ただ、多くの企業は、バブル経済崩壊後の1990年代に採用数を激減させました。いわゆる「就職氷河期」です。しかし、このときに絞り過ぎて、いま中核を担うべき40代の社員が少ないなど年齢構成がゆがんだことを反省し、景気に左右されずに一定数は必ず採ることにしている企業もあります。コロナで業績が厳しくなって採用を減らすにしても、一定数は維持する企業が多いとみられています。そんな中でもANAやJALが採用を中止したということは、それだけ切羽詰まっているということでしょう。
●コロナでANA、JALが資金難に!航空ならではの事情とは【業界研究ニュース】参照
(写真は、入場制限を全面的に解除したUSJ=7月20日、大阪市此花区)
企業の対応力に注目
どんな業界をめざすにしても、これからはコロナ後に時代に対応できる会社かどうかを見極めることが、会社選びの大きなポイントになってきます。新型コロナをめぐっては、米国の名門衣料ブランドのブルックスブラザーズの経営破綻も話題になりました。ニューヨークで創業して200年余り。米国流スーツスタイルの象徴的存在で、歴代大統領ら著名人の愛好家も多くいました。しかし米国では、コロナ禍以前から仕事着がスーツからカジュアルウェアに移り、保守的な金融街のウォール街ですら服装規定を緩める企業が出るなど「スーツ離れ」が進んでいました。そこに、コロナ禍による店舗休業、外出制限、自宅で働くテレワークの広がりが追い打ちをかけました。小売りのオンライン化に対応できなかったことも要因です。今後、テレワークがもっと一般的になれば、スーツを着る機会はさらに減るでしょう。時代の変化についていけなかった典型例です。同じアパレルでも、カジュアル化、オンライン化を積極的に進めている会社もあります。

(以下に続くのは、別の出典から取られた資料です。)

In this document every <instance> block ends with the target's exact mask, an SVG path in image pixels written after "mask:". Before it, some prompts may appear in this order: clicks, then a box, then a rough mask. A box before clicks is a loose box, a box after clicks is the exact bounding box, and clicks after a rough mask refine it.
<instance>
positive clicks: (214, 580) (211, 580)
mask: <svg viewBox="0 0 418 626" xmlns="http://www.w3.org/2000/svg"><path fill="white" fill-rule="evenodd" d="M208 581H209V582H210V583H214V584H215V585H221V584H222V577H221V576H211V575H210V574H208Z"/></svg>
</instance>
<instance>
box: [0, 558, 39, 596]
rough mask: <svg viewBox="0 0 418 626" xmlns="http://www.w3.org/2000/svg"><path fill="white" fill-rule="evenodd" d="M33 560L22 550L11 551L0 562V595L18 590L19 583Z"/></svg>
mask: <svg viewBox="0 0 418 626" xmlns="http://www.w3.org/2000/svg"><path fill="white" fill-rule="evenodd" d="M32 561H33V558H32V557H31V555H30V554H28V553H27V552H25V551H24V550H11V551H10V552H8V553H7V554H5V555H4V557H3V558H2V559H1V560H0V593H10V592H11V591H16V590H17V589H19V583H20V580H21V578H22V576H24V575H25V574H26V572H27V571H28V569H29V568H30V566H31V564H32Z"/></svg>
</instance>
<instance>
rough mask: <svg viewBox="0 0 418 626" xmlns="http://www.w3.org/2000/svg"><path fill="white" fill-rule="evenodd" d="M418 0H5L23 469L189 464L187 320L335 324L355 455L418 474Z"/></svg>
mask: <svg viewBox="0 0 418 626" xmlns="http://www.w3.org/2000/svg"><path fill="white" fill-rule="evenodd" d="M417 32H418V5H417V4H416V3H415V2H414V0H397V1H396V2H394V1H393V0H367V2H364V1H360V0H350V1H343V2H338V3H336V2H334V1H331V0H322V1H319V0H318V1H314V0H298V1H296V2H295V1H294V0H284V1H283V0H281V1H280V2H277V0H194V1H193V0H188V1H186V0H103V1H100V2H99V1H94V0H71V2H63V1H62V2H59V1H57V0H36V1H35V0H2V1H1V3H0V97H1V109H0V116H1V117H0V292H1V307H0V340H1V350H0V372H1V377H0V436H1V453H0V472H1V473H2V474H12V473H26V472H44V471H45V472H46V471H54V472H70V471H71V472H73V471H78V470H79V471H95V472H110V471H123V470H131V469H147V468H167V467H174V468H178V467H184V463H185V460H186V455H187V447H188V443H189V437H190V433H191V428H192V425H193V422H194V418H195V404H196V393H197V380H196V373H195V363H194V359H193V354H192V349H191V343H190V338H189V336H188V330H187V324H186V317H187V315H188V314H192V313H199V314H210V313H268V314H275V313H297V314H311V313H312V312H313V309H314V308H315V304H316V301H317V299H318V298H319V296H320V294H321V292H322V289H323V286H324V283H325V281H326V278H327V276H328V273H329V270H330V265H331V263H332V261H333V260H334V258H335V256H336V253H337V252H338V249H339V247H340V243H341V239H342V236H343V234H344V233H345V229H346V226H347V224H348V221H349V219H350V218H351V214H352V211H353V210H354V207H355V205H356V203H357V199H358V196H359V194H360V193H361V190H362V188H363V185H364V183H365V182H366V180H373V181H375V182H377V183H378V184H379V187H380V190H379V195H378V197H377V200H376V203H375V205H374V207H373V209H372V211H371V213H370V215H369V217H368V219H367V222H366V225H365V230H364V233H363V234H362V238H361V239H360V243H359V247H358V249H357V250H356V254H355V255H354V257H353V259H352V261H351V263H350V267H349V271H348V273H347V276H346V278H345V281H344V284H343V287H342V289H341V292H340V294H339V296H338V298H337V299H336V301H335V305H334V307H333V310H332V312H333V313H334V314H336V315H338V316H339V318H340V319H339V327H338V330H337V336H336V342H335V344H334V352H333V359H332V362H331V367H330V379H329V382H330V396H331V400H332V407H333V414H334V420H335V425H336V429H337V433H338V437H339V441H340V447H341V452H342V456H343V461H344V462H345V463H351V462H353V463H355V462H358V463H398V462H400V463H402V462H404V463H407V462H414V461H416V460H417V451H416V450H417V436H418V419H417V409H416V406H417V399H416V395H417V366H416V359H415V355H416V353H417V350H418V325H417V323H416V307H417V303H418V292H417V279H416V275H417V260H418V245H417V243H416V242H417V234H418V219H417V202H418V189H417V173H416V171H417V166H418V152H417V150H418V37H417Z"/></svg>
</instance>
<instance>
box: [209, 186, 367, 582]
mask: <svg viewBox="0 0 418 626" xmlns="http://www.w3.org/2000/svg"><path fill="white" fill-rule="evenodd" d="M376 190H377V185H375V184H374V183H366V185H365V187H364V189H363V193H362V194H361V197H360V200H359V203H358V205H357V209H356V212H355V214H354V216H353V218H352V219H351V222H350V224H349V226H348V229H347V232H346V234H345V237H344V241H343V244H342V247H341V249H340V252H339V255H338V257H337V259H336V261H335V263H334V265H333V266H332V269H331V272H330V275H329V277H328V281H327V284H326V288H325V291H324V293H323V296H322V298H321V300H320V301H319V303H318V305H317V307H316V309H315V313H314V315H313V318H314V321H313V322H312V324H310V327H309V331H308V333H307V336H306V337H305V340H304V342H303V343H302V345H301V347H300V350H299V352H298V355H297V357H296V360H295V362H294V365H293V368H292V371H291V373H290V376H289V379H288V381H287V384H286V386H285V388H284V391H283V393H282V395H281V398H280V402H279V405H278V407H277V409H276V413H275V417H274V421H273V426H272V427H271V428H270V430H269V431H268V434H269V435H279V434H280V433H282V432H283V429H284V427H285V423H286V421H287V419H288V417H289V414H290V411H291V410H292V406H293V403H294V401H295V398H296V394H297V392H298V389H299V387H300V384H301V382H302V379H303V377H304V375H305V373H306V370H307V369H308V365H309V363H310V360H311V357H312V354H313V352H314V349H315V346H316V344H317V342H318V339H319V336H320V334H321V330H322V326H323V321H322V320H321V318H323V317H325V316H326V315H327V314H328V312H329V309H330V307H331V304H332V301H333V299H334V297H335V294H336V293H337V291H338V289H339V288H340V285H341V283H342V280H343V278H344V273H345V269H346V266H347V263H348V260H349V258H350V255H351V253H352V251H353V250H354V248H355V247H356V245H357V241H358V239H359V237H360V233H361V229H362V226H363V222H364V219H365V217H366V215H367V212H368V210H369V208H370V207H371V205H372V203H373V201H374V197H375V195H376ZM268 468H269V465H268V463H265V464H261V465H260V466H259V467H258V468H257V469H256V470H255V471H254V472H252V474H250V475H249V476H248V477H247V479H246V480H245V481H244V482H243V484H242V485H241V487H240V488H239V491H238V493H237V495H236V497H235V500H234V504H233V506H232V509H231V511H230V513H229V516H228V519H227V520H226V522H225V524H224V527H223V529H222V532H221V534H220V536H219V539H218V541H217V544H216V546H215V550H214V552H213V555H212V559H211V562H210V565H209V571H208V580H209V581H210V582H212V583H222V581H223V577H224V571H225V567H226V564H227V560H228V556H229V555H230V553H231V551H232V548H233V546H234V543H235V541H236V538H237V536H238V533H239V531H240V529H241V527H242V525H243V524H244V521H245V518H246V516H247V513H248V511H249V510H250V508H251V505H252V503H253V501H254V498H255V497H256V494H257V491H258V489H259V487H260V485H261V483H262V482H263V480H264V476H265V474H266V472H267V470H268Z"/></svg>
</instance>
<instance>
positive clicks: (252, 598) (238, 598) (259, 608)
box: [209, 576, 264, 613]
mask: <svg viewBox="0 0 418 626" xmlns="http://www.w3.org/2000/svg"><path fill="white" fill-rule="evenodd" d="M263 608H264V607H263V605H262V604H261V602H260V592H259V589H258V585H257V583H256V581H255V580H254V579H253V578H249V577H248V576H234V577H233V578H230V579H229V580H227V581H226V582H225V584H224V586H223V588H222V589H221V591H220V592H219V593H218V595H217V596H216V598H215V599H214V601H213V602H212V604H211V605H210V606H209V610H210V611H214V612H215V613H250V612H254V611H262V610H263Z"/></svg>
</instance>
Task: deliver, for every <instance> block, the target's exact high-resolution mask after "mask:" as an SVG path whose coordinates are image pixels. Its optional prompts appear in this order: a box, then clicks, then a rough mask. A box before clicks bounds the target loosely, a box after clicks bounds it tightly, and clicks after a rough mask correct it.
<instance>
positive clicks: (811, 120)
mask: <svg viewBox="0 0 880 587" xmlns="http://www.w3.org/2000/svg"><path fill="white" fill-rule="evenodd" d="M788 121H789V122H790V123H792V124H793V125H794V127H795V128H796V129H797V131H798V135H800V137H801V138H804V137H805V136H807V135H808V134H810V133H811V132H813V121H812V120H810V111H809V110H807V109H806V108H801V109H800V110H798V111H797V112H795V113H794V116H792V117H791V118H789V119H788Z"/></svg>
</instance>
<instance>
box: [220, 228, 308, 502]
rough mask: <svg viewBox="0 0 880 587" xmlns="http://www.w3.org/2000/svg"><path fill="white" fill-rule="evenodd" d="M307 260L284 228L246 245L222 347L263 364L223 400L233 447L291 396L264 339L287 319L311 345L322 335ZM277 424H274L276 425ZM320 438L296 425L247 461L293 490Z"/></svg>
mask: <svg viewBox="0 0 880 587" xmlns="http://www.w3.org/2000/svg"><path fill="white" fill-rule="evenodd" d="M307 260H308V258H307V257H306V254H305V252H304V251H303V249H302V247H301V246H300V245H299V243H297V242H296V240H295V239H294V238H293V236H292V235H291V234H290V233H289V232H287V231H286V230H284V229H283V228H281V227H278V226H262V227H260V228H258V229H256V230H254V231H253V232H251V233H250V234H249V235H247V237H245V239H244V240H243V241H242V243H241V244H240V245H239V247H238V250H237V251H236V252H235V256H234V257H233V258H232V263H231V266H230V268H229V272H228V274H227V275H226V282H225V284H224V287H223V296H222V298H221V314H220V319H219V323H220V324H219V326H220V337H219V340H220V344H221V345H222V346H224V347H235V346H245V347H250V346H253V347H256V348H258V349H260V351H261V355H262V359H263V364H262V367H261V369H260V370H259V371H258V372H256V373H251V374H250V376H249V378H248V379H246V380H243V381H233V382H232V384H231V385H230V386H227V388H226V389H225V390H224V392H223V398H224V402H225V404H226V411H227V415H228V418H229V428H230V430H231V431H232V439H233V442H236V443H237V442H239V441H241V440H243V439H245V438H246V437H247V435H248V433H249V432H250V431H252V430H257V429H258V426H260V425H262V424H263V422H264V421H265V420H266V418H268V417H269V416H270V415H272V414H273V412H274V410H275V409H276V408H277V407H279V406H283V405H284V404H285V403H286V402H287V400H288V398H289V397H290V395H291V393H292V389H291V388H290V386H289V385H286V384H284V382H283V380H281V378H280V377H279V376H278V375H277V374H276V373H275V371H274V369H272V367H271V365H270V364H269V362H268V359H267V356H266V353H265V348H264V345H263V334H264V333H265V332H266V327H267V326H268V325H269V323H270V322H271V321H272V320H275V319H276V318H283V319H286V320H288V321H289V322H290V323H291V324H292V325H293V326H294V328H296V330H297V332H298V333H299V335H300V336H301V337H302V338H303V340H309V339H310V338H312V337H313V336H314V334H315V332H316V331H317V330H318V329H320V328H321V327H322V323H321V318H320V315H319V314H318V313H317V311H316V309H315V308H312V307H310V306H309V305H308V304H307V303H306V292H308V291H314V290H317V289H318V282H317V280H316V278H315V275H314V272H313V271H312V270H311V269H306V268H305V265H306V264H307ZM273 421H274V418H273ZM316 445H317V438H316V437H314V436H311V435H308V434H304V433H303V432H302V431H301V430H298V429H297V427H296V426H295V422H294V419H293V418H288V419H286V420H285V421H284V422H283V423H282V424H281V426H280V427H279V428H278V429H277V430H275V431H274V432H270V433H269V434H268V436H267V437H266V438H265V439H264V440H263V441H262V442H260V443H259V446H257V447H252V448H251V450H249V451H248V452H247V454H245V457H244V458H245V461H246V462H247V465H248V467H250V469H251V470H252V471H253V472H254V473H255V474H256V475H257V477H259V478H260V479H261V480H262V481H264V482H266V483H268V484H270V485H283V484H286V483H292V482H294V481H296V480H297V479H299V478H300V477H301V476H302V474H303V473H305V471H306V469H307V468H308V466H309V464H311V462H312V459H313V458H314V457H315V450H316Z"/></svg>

(写真は、ブルックスブラザーズの米ニューヨーク・マディソン街の店舗=2020年7月8日)
紳士服売り場はなくなる?
ユニクロを展開するファーストリテイリングの柳井正会長兼社長(写真)は、朝日新聞のインタビューで、レナウンや米ブルックスブラザーズの経営破綻や新型コロナの影響について、こう語りました。「(新型コロナの感染拡大で)10年間(の変化)が1年間で来たって感じでしょう。時代に合わせて変化していかなければならなかったものが、なかなか変化できなかった結果だと思う」
「コロナで生活様式が変わった。生活様式が変われば、服の選び方も変わるんですよ。ドレスやスーツはほとんどの人の生活に関係しなくなったんじゃないですか」「一番いい例が、紳士服売り場だ。極論すると、ほとんどなくなるかもしれない。オンワードホールディングスや三陽商会などは今までとは違う売り場展開をしなければならないだろう。オンワードは(ファッション衣料品サイトのZOZOTOWNを運営する)ZOZOと連携するようだが、そういうふうに新しい形に変わっていく」
外食チェーンは明暗
コロナの直撃を受けた外食チェーンでも明暗が分かれました。外出自粛が続いた4~5月、テイクアウトが伸びたマクドナルドやケンタッキーフライドチキンは売り上げを大きく伸ばしました。マクドナルドは、スマホで注文が完結する「モバイルオーダー」や駐車場で商品を受け取れる「パーク&ゴー」などのデジタル対応が功を奏したとみられています。業界によって、企業によって、コロナから受ける影響も、コロナ禍でとる対応も異なります。新聞の経済面などで企業の動向をしっかり押さえましょう。